The tall man snarled at the driver and backed up. Pushed Weller aside and got in front of the scanner and waited there showing himself to it until the pattern of the alarm slowed and the flashing of the lights slowed and a little metallic square mounted alongside the door began to glow green. His presence calming the circuitry. He put his thumb on the little green square and held it there until the lights quit flashing and the alarm died, and then he kept it there while Weller and the other man went through. Looking like he wanted to push both of them down the stairs or raise his pistol and shoot them dead and let them fall because it would require less effort,.

The door at the bottom of the stairs was painted with the wheat-stalk logo. The stylized suggestion of amber waves. Behind it was a figure in full camouflage, a patch of that PharmAgra brown and green visible through a reinforced glass window. The well-known brown and green that drew a snicker from the man behind Weller. Like what kind of bumpkin wore an outfit like that. And even when the door swung open and the man behind it turned out to be bigger than any two ordinary men and armed with sufficient firepower to level One Police Plaza and the camouflage he was wearing wasn’t a regular uniform at all but a hazmat suit with dual air tanks on the back and a helmet like a diving bell, the last man kept that amused look on his face. Like he was born to it the way the tall man was born to wear his uniform.

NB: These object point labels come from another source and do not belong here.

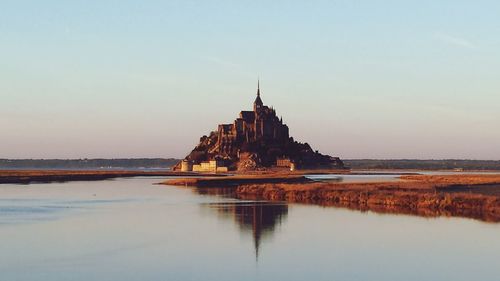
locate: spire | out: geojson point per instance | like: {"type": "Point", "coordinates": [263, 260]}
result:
{"type": "Point", "coordinates": [258, 87]}
{"type": "Point", "coordinates": [258, 102]}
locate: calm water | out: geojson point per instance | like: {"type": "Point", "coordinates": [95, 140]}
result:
{"type": "Point", "coordinates": [129, 229]}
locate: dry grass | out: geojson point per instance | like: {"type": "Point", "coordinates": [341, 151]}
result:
{"type": "Point", "coordinates": [28, 176]}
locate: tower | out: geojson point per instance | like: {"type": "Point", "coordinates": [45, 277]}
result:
{"type": "Point", "coordinates": [257, 105]}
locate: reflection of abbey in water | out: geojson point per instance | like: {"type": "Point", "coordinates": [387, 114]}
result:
{"type": "Point", "coordinates": [256, 218]}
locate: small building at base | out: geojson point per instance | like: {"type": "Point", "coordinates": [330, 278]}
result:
{"type": "Point", "coordinates": [213, 166]}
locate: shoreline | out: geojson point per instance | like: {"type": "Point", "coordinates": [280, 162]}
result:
{"type": "Point", "coordinates": [470, 196]}
{"type": "Point", "coordinates": [47, 176]}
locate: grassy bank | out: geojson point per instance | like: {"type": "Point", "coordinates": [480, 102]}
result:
{"type": "Point", "coordinates": [234, 181]}
{"type": "Point", "coordinates": [420, 195]}
{"type": "Point", "coordinates": [32, 176]}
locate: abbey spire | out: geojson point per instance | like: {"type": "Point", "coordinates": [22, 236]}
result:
{"type": "Point", "coordinates": [258, 101]}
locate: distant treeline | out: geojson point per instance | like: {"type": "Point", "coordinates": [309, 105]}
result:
{"type": "Point", "coordinates": [447, 164]}
{"type": "Point", "coordinates": [125, 163]}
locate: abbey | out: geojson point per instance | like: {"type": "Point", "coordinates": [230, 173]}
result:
{"type": "Point", "coordinates": [258, 126]}
{"type": "Point", "coordinates": [257, 139]}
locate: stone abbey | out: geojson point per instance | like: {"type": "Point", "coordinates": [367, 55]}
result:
{"type": "Point", "coordinates": [257, 139]}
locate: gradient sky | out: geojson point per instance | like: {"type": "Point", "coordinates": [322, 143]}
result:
{"type": "Point", "coordinates": [355, 79]}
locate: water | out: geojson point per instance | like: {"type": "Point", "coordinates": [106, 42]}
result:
{"type": "Point", "coordinates": [129, 229]}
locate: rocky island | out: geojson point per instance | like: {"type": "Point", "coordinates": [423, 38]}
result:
{"type": "Point", "coordinates": [256, 140]}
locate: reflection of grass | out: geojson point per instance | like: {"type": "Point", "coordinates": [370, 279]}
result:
{"type": "Point", "coordinates": [423, 194]}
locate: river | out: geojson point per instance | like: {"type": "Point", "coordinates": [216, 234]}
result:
{"type": "Point", "coordinates": [131, 229]}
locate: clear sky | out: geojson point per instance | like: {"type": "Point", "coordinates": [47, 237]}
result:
{"type": "Point", "coordinates": [355, 79]}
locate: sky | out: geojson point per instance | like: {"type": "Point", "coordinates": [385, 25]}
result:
{"type": "Point", "coordinates": [354, 79]}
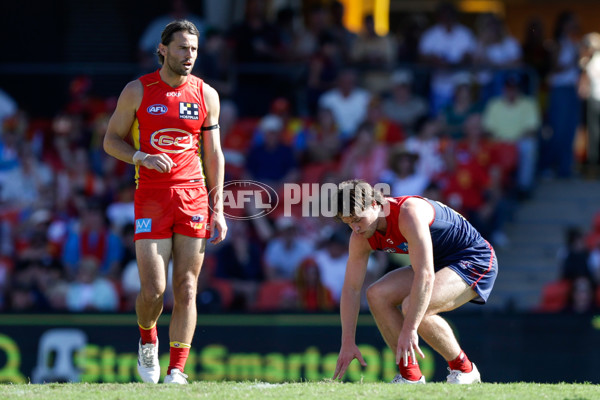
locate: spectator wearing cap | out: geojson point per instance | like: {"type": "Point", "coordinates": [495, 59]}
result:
{"type": "Point", "coordinates": [515, 118]}
{"type": "Point", "coordinates": [564, 106]}
{"type": "Point", "coordinates": [444, 46]}
{"type": "Point", "coordinates": [376, 53]}
{"type": "Point", "coordinates": [496, 50]}
{"type": "Point", "coordinates": [272, 161]}
{"type": "Point", "coordinates": [589, 89]}
{"type": "Point", "coordinates": [403, 106]}
{"type": "Point", "coordinates": [348, 102]}
{"type": "Point", "coordinates": [92, 239]}
{"type": "Point", "coordinates": [402, 174]}
{"type": "Point", "coordinates": [285, 253]}
{"type": "Point", "coordinates": [463, 105]}
{"type": "Point", "coordinates": [365, 158]}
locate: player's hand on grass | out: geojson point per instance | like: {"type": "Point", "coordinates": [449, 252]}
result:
{"type": "Point", "coordinates": [218, 227]}
{"type": "Point", "coordinates": [160, 162]}
{"type": "Point", "coordinates": [408, 344]}
{"type": "Point", "coordinates": [347, 354]}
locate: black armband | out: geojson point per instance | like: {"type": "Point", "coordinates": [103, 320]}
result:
{"type": "Point", "coordinates": [210, 128]}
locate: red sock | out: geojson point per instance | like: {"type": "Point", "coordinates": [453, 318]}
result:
{"type": "Point", "coordinates": [412, 372]}
{"type": "Point", "coordinates": [178, 355]}
{"type": "Point", "coordinates": [461, 363]}
{"type": "Point", "coordinates": [148, 334]}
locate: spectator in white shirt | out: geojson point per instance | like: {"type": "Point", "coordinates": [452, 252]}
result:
{"type": "Point", "coordinates": [348, 103]}
{"type": "Point", "coordinates": [443, 46]}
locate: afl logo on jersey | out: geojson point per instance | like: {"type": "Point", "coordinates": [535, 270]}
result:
{"type": "Point", "coordinates": [171, 140]}
{"type": "Point", "coordinates": [157, 109]}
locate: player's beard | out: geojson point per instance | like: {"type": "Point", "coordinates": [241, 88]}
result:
{"type": "Point", "coordinates": [177, 67]}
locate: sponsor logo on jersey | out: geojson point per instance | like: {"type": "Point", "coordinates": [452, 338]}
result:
{"type": "Point", "coordinates": [143, 225]}
{"type": "Point", "coordinates": [157, 109]}
{"type": "Point", "coordinates": [171, 140]}
{"type": "Point", "coordinates": [189, 111]}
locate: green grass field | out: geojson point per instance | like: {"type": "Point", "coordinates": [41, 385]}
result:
{"type": "Point", "coordinates": [304, 391]}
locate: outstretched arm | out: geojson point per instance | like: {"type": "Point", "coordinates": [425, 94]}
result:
{"type": "Point", "coordinates": [356, 269]}
{"type": "Point", "coordinates": [415, 216]}
{"type": "Point", "coordinates": [214, 162]}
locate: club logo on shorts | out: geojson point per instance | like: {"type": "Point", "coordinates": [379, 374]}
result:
{"type": "Point", "coordinates": [157, 109]}
{"type": "Point", "coordinates": [143, 225]}
{"type": "Point", "coordinates": [189, 111]}
{"type": "Point", "coordinates": [197, 222]}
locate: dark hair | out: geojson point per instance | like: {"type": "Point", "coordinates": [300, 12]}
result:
{"type": "Point", "coordinates": [356, 195]}
{"type": "Point", "coordinates": [179, 25]}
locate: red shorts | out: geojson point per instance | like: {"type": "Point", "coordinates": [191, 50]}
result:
{"type": "Point", "coordinates": [161, 212]}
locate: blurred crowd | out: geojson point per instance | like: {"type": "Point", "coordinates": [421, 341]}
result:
{"type": "Point", "coordinates": [465, 115]}
{"type": "Point", "coordinates": [577, 287]}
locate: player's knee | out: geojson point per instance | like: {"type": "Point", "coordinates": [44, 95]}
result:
{"type": "Point", "coordinates": [185, 293]}
{"type": "Point", "coordinates": [151, 294]}
{"type": "Point", "coordinates": [405, 304]}
{"type": "Point", "coordinates": [375, 294]}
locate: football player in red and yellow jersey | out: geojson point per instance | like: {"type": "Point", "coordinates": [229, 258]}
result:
{"type": "Point", "coordinates": [172, 117]}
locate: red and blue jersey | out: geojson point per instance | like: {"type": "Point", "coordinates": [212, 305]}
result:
{"type": "Point", "coordinates": [450, 233]}
{"type": "Point", "coordinates": [456, 245]}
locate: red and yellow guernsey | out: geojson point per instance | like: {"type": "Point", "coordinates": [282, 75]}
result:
{"type": "Point", "coordinates": [169, 121]}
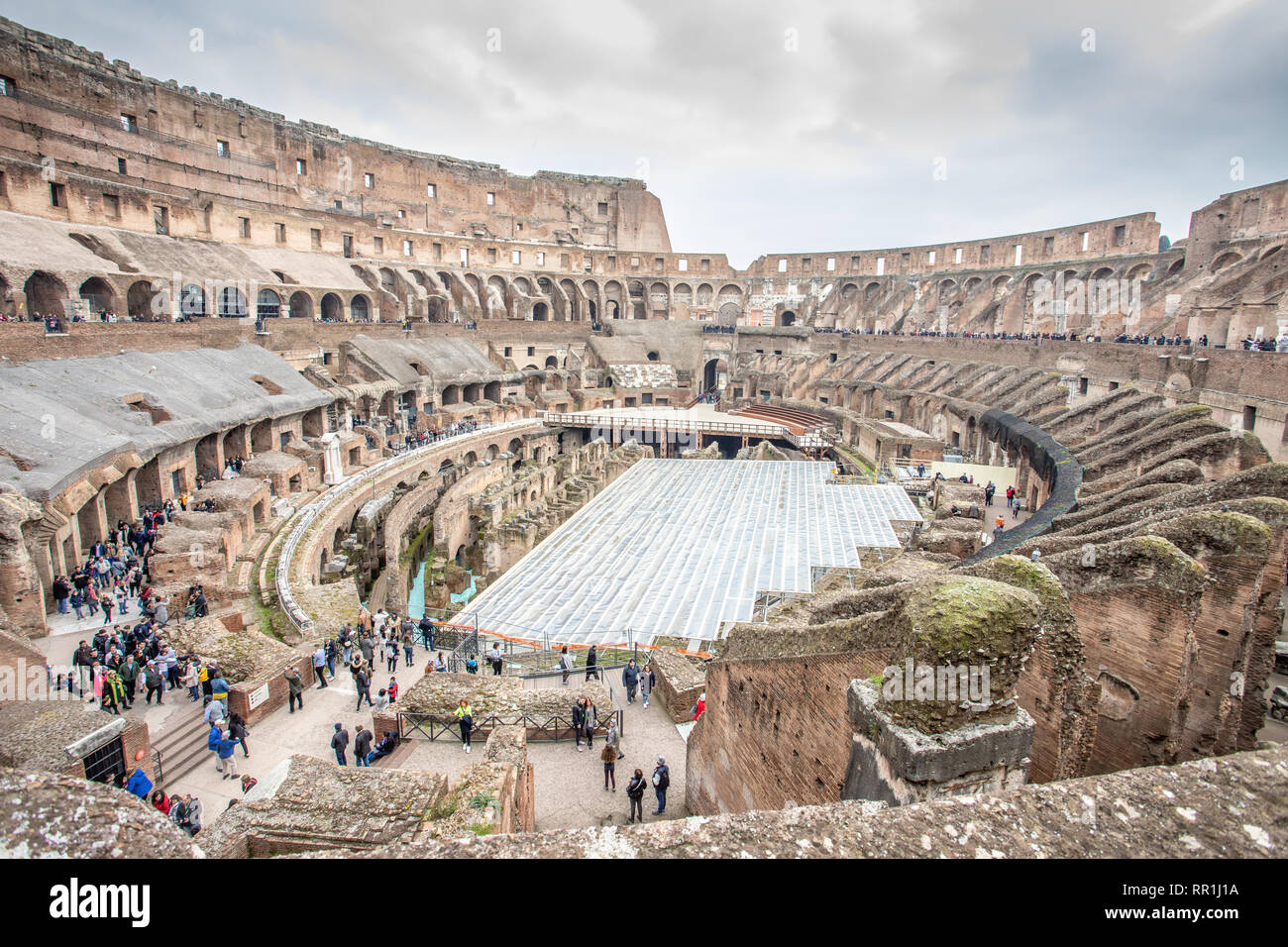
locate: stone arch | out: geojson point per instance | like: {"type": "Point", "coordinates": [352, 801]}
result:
{"type": "Point", "coordinates": [98, 294]}
{"type": "Point", "coordinates": [46, 294]}
{"type": "Point", "coordinates": [192, 300]}
{"type": "Point", "coordinates": [231, 303]}
{"type": "Point", "coordinates": [300, 305]}
{"type": "Point", "coordinates": [141, 299]}
{"type": "Point", "coordinates": [1225, 261]}
{"type": "Point", "coordinates": [268, 304]}
{"type": "Point", "coordinates": [658, 300]}
{"type": "Point", "coordinates": [333, 309]}
{"type": "Point", "coordinates": [361, 308]}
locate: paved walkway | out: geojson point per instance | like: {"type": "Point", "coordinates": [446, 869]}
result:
{"type": "Point", "coordinates": [570, 785]}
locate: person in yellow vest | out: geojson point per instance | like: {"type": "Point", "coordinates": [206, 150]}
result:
{"type": "Point", "coordinates": [465, 718]}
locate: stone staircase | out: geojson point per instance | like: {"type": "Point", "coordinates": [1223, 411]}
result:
{"type": "Point", "coordinates": [183, 742]}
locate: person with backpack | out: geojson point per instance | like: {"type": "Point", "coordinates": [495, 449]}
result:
{"type": "Point", "coordinates": [630, 680]}
{"type": "Point", "coordinates": [340, 742]}
{"type": "Point", "coordinates": [465, 718]}
{"type": "Point", "coordinates": [609, 757]}
{"type": "Point", "coordinates": [661, 783]}
{"type": "Point", "coordinates": [635, 792]}
{"type": "Point", "coordinates": [361, 746]}
{"type": "Point", "coordinates": [296, 684]}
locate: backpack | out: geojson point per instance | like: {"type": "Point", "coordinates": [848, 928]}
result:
{"type": "Point", "coordinates": [661, 779]}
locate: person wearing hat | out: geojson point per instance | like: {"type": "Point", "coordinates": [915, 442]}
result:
{"type": "Point", "coordinates": [340, 742]}
{"type": "Point", "coordinates": [661, 783]}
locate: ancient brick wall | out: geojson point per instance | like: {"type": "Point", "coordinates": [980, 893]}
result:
{"type": "Point", "coordinates": [776, 729]}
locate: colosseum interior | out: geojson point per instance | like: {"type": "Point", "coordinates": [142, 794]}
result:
{"type": "Point", "coordinates": [360, 379]}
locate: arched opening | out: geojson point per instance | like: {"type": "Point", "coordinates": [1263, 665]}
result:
{"type": "Point", "coordinates": [711, 372]}
{"type": "Point", "coordinates": [361, 308]}
{"type": "Point", "coordinates": [268, 304]}
{"type": "Point", "coordinates": [301, 305]}
{"type": "Point", "coordinates": [143, 302]}
{"type": "Point", "coordinates": [1225, 261]}
{"type": "Point", "coordinates": [231, 303]}
{"type": "Point", "coordinates": [192, 300]}
{"type": "Point", "coordinates": [333, 309]}
{"type": "Point", "coordinates": [98, 294]}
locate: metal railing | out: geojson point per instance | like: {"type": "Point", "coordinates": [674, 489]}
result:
{"type": "Point", "coordinates": [679, 425]}
{"type": "Point", "coordinates": [552, 728]}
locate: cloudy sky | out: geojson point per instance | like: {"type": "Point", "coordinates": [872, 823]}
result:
{"type": "Point", "coordinates": [769, 127]}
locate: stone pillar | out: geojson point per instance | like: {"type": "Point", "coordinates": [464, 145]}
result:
{"type": "Point", "coordinates": [333, 464]}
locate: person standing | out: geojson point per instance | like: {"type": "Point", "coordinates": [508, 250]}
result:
{"type": "Point", "coordinates": [630, 680]}
{"type": "Point", "coordinates": [227, 762]}
{"type": "Point", "coordinates": [566, 664]}
{"type": "Point", "coordinates": [609, 757]}
{"type": "Point", "coordinates": [364, 684]}
{"type": "Point", "coordinates": [320, 667]}
{"type": "Point", "coordinates": [635, 792]}
{"type": "Point", "coordinates": [340, 742]}
{"type": "Point", "coordinates": [361, 746]}
{"type": "Point", "coordinates": [661, 783]}
{"type": "Point", "coordinates": [296, 684]}
{"type": "Point", "coordinates": [465, 718]}
{"type": "Point", "coordinates": [154, 684]}
{"type": "Point", "coordinates": [237, 731]}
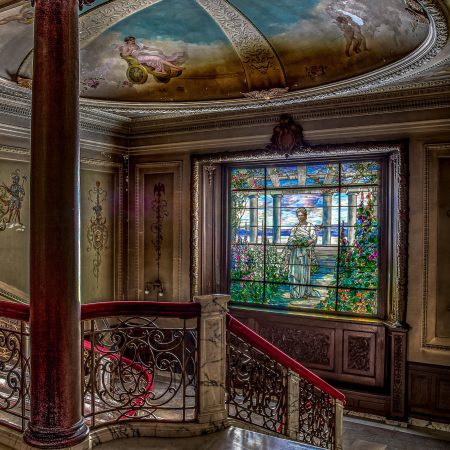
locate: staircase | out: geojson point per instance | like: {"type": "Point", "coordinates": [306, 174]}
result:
{"type": "Point", "coordinates": [177, 370]}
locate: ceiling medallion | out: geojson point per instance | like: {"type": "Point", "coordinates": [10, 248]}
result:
{"type": "Point", "coordinates": [287, 136]}
{"type": "Point", "coordinates": [266, 94]}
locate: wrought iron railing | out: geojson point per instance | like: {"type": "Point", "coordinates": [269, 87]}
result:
{"type": "Point", "coordinates": [268, 389]}
{"type": "Point", "coordinates": [165, 362]}
{"type": "Point", "coordinates": [14, 365]}
{"type": "Point", "coordinates": [140, 366]}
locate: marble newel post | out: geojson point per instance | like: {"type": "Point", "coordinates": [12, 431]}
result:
{"type": "Point", "coordinates": [212, 355]}
{"type": "Point", "coordinates": [56, 419]}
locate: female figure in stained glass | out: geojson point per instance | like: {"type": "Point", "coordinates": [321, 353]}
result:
{"type": "Point", "coordinates": [302, 257]}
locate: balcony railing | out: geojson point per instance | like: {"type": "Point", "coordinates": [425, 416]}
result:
{"type": "Point", "coordinates": [14, 365]}
{"type": "Point", "coordinates": [268, 389]}
{"type": "Point", "coordinates": [176, 362]}
{"type": "Point", "coordinates": [141, 365]}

They handed them over. The one man removing Weller’s handcuffs as roughly as he possibly could. Making a show of it. The tall man taking a manila envelope from the man in the hazmat suit and unsealing it and signing three copies of something. Keeping two and handing one over. Then they went back up the stairs toward the locked door. The door with the big red National Motors star on it. The tall man unlocked it and another one drew it open and they all passed on through.

 

*

 

The man in the hazmat suit didn’t say a word from inside his diving bell. He probably couldn’t have made himself heard if he’d tried, but they were at the end of a long corridor and the door was sealed behind them so there was only one way to go. They went. Warnings on the walls about contamination and a red stripe down the middle of the floor and that individual in the hazmat suit breathing air that hissed in and out.